Audience Reviews for Daisies

  • Nov 24, 2018
    It is no surprise that this cheeky, daring and visually stylized film (which has no defined plot) was banned in Czechoslovakia upon its release, since it is centered on two anarchic, unruly teenage girls who do whatever comes to their mind, not what any man (or society) wants.

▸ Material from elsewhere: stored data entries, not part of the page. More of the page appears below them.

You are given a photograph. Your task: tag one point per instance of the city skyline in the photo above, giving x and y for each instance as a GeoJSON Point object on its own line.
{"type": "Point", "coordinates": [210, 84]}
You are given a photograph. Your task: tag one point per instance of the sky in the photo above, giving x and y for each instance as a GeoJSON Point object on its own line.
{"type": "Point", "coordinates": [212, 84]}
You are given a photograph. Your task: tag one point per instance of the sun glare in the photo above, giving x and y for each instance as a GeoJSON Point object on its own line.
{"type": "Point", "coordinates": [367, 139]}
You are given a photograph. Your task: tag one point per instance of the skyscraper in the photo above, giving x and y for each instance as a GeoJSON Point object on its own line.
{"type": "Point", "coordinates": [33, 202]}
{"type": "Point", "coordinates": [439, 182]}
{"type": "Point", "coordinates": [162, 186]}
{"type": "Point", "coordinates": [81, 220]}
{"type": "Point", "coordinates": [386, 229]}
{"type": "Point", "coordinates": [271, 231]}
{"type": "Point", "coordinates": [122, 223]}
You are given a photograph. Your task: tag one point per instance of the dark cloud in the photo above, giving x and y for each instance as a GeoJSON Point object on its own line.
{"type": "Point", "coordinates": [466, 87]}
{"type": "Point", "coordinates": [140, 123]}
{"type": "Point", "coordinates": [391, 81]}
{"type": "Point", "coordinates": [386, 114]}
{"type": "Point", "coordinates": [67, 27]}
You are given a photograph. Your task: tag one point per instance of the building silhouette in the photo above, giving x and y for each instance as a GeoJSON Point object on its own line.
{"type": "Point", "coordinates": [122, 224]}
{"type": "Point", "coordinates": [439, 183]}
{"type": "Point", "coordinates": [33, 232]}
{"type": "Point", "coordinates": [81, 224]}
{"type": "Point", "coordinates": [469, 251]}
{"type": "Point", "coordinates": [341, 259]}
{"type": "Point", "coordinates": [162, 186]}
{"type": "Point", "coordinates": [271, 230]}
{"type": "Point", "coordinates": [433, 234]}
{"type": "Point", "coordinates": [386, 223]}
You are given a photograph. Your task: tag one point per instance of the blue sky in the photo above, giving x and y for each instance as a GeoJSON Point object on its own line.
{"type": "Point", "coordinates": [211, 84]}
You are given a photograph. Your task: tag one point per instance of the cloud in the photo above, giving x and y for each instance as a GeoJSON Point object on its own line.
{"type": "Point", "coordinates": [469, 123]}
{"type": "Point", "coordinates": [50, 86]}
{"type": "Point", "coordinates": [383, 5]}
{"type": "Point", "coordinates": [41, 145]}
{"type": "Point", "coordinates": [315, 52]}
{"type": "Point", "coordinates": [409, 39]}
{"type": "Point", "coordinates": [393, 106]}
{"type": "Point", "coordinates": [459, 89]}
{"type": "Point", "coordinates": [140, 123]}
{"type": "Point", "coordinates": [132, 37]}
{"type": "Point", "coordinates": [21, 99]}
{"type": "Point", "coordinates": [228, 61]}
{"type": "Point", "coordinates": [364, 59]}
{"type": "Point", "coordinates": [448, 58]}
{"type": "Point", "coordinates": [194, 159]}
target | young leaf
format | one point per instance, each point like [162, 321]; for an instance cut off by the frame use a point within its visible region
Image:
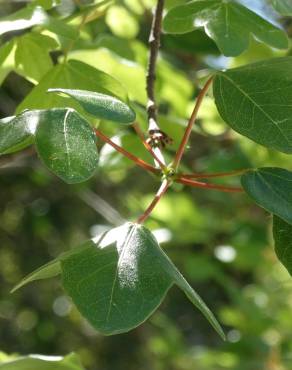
[282, 232]
[284, 7]
[101, 105]
[39, 362]
[18, 132]
[255, 100]
[271, 189]
[67, 145]
[72, 75]
[120, 282]
[32, 57]
[227, 22]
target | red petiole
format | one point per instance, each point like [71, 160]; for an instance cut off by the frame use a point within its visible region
[127, 154]
[211, 175]
[204, 185]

    Carlos M Super Reviewer
  • Jul 08, 2012
    "Daisies" is an experimental film from Czechoslovakia about two young women(Ivana Karbanova & Jitka Cerhova) who mostly just hang out all the time in their apartment(one might have a job or not), in one case literally. For food, they conspire to get free meals out of middle aged men before sending them on their way at the train station. All of which is shot in black and white and color and everything in between with any number of filters, accentuated by sound and visual effects. This is all very playful and that's pretty much it. Well, except for the opening and closing sequences which contain archival shots of aerial bombardments. To paraphrase the epigraph at the end of the movie, compared to people killing each other in a war, what these two women get up to is so minor that it is not worth complaining about. Since "Daisies" was made in 1966, maybe it has little to do with what was going on in Czechoslovakia at the time but maybe elsewhere like the escalating war in Vietnam, especially considering this was two years after the infamous 'Daisy' political ad.
    Walter M Super Reviewer
  • Jun 06, 2012
    Two living dolls decide the world is spoiled and so they will be too, leading to nonlinear slapstick adventures drinking, feasting and searching for a sugar daddy. Psychedelic, surreal, silly, sexy; so much absurd hedonistic fun that it was banned by the Czech censors.
    Greg S Super Reviewer
  • Mar 29, 2012
    Made in 1966 Czechoslovakia, director Vera Chytilová's surrealist "Daisies" was banned by the Czechoslovakian government soon after it's release. Not that it was so unusual for the soviet Czech government to ban films, but looking back now, it's hard to understand what their specific beef was. Granted, there are no overt proletarian ovations to be found here, but nor is it some sort of secret capitalist conspiracy. Inspired by the French new wave, it could most closely be considered some sort of nihilistic farce, but even that might be too specific a classification for a film so mysteriously vague. Daisies defies categorization as such. It seems to stem directly from the id of it's director, who doesn't so much explain things as she does allow them to happen. As abstract as whatever the story might be, the filmmaking process is hyper-detailed. Scenes of apparent little consequence are crafted with such fine attention to the miniscule minutiae of background scenery. It could almost be considered obsessive-compulsive the amount of effort put into the "fine print" details. The film arbitrarily switches from black-and-white to various "strip" shades of color; images are filmed through various lenses, in effect, demonstrating great proficiency in the technological art of film craft. It would be almost impossible to deny there is an art to the madness happening on the screen. But what of the "story"? Well, two bored girls eat a lot, then pursue various older men for the purpose of somehow toying with their hearts. They sometimes go to visit a motherly figure who lives in a woman's public restroom and sings all her dialogue to them about how lovely and young they are. Finally, they stumble upon a large, empty banquet room where a feast has been laid out and is unattended. They help themselves to the food and destroy everything in the process. "Why", you ask? I cannot say with any certainty. This is a film of the subconscious, there's no rhyme or reason, save whatever the filmmaker was feeling at the time. It's up to the individual viewer to determine what the film actually means. All I can say with certainty is, the film gives us a look into the gently mischievous moments of youth.